There is a strange man mowing my lawn. Best day ever.
I think i really like him...he was super cuddly and kept me company.
stop. you already have a dog
He uses pillows to masturbate.
Her sex list was a LOT longer than mine. She tried to justify it by saying '4 of those don't count because they were in the gang bang'.
my mom just poured a water bottle of wine to take my dog on a walk...
We did a shot for each one. Father... son... and holy ghost. That wasn't enough though so we moved on to toasting dead relatives.
When did it seem like a good idea to do pull ups off the balcony? After beer 5 or shot 7?
I know this request is pointless but you two please try to keep the drinking and drug use to a minimal, I have bail money so write my number on your arm and a "if found call", wear a life jacket and act like a responsible 28 year old please.
My usual answer of have sex with it doesn't work in this situation
I've never heard "I will drown your mother in vanilla pudding" as an insult before, and then last night happened.
You should just skip the small talk from now on and instead say something like "You need to come slay the dragon, be here in 15?"

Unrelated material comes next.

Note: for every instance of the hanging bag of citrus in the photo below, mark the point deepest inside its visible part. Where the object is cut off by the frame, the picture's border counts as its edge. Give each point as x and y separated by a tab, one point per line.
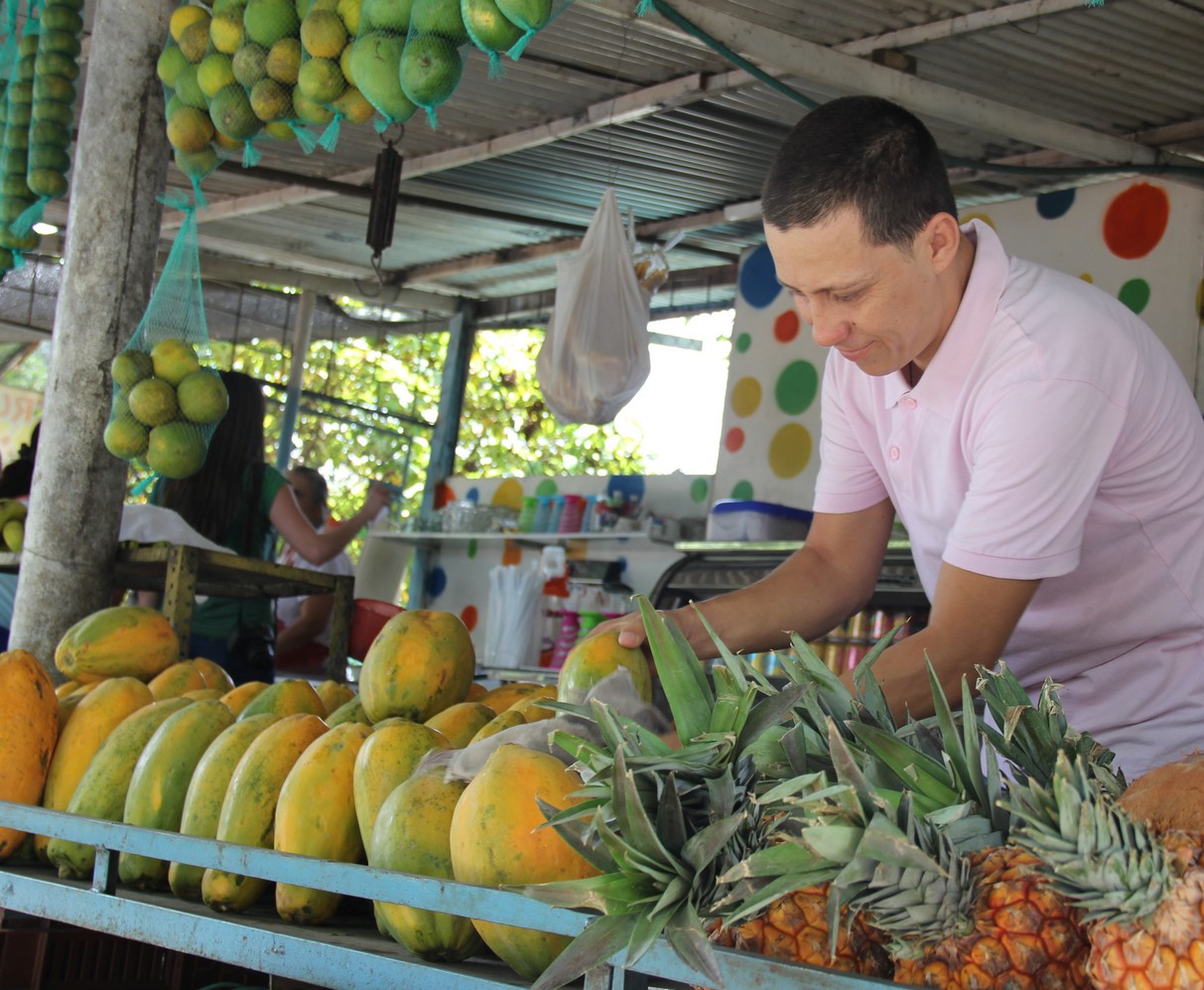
167	402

You know I've done a lot of messed up stuff. But I never thought I would have to put a bandaid on my dick. Yet here we are.
You don't get to call me bro after you've had your dick in me.
Things he has managed to cum on so far on spring break: my bikini, my back-up bikini, three of my four bras, two pairs of panties, four beds, six chairs, the floor of several hotel rooms, the window/door to the balcony from both sides, my tits, my face, my stomach, his stomach, my ass, his best friend's girlfriend's face, and his best friend's dick.
Just FYI spring break is over and you're supposed to be back in class but hey sounds like you had your orgy so congrats.
whatever. i just wanna get "forget my own name" wasted
no. you need to know your name so people know where to return you when you get lost.